As OSM is first and foremost a database (our primary “thing” is our data, the maps, renderings, pretty drawings, ability to route a bicycle or hike…are all extras which are “bolted on” to the “bare data”). Therefore, since your Data → KML → Download process-pipeline for both the France data and the USA data is essentially identical, it simply must be that it is the data, and slight differences in their form, is what is at issue here.

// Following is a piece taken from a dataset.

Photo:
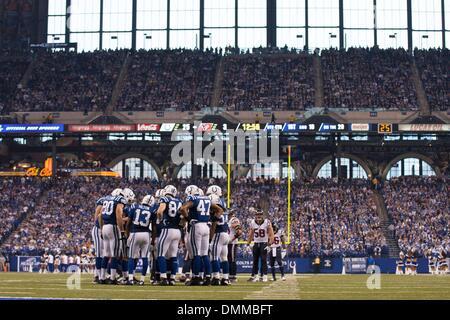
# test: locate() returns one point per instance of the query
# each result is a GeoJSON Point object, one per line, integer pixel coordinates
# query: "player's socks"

Indeed, there are various methods that have emerged in OSM to enter rail. There are differences in how countries in Europe (especially Germany, which has very specific methods by which it internally structures, groups together and names its rail elements) and countries in North America structure and group together our rail. It has confused many for many years, but think of it like this: in Germany (say), they group segments of rail (multiple ways tagged railway=rail
) together into relations tagged route=tracks
. THEN, there is an additional relation which groups segments of rail together into relations tagged route=railway
. The latter has to do with how, in turn, relations for passengers, tagged route=train
, are constructed: these two are logically linked together, but “in a particular way that Germans prefer for both their tracks and their trains together in OSM.”
But in the USA, because of the way we aggregate rail, (pretty much the same across the three countries of North America, as our rail networks interchange), we see no need for making relations tagged route=tracks
, we “skip” directly to aggregating our ways tagged railway=rail
more directly (no tracks
relation) into route=railway
relations. Briefly, Germany uses railway routes to “prototype” tracks for passenger trains (into certain kinds of aggregations), while tracks routes can be used for freight and industrial lines. North American rail uses the railway routes for both frieght / industrial lines as well as passenger trains, so we eschew tracks relations — no need for them here.
That’s a short version of what I think is at the root of what you are seeing. Though, I’m not entirely certain without a fair bit of trying your pipeline (presently I’m less familiar with it) with various datasets. So, I can’t “solve” this for you, I’m attempting to explain what I know might be a reason for what you are seeing. I hope this is helpful to you!